The JOBS Act – Where Are We Now – 2014?

On April 5, 2012, President Barack Obama signed the Jumpstart Our Business Startups Act (the “JOBS Act”) into law. The stated purpose of the JOBS Act was to increase job creation and stimulate economic growth. Often referred to as the “IPO on-ramp,” the JOBS Act was enacted in part to improve access to public capital markets by alleviating, or in some instances eliminating, some of the restrictions placed on a new category of companies called “emerging growth companies” (“EGCs”) during the initial public offering (“IPO”) process.

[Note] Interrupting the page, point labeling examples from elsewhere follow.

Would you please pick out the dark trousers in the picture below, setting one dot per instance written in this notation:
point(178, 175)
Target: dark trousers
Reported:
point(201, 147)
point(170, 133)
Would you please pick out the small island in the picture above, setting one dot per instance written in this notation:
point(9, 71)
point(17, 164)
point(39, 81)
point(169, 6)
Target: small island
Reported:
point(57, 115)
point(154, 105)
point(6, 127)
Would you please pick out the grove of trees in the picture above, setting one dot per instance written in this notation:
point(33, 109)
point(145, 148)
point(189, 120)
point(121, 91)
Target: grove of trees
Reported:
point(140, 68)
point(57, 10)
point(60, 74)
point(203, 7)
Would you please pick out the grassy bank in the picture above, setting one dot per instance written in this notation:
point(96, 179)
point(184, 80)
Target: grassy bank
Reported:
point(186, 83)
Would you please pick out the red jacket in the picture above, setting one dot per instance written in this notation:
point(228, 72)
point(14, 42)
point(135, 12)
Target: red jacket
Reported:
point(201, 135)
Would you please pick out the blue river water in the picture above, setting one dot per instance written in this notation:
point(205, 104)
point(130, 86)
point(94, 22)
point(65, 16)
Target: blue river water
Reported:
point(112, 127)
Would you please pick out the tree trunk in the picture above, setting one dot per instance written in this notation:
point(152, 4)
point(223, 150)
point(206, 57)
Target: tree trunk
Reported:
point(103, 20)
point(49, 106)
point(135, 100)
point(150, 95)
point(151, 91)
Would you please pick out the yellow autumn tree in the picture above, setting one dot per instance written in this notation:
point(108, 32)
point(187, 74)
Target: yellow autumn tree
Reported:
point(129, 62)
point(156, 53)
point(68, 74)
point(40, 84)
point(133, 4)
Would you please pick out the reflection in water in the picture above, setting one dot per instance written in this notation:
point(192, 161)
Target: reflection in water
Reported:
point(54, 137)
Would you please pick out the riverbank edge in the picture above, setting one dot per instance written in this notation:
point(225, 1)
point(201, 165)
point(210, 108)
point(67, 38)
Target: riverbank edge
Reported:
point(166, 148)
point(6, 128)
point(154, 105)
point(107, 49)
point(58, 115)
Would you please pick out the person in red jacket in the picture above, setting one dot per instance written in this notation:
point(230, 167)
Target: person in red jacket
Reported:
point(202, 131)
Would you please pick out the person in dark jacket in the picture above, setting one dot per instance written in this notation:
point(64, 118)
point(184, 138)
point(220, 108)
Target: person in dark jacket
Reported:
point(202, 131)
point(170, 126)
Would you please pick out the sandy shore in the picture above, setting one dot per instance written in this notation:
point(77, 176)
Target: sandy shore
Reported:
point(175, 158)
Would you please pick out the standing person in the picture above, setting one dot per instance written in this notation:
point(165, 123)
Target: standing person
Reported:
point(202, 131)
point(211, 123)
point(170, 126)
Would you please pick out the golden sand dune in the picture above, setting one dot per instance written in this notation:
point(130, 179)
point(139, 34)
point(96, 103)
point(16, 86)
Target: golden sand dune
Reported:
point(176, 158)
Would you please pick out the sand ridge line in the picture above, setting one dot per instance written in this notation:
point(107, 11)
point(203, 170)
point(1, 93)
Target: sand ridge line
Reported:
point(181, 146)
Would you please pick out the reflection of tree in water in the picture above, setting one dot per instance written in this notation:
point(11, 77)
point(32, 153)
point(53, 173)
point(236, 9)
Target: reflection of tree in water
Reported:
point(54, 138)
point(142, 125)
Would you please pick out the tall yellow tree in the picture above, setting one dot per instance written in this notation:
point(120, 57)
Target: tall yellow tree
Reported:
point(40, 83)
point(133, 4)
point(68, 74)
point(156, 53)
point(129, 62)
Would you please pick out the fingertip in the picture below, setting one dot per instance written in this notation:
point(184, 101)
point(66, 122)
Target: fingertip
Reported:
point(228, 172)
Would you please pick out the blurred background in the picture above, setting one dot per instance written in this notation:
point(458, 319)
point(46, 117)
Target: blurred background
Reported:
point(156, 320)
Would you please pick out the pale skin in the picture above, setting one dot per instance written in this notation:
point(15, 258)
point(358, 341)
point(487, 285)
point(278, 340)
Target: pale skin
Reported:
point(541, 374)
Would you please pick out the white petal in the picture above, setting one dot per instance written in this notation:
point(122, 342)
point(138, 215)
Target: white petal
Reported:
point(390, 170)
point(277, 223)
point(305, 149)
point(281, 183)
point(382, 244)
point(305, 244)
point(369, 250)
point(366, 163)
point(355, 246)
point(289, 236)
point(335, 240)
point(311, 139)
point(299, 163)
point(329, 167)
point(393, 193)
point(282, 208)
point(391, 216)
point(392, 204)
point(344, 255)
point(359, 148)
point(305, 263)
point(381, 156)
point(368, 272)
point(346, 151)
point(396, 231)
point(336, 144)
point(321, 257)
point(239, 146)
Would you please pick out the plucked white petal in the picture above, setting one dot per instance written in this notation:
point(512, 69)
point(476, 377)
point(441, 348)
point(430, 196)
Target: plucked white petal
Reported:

Market Overview 2013/2014 -

Since the passage of the JOBS Act, the U.S. IPO market has strengthened significantly. In fact, 2013 was a record year for the U.S. IPO market—the best since 2000—with a total of 222 companies going public, generating approximately $55 billion in proceeds. By comparison, in 2012, roughly 128 companies completed an initial public offering, generating approximately $43 billion in proceeds. In the last quarter of 2013 alone, 70 companies priced IPOs – more than any other quarter that year. In 2013, the average U.S. IPO return rate was a staggering 41% compared to an average return rate of 21% in 2012. For the first time since 2004, the North American region (the United States and Canada) surpassed other regions, including the Asia Pacific region, with roughly a 29% gain in proceeds raised and an average return of approximately 26%.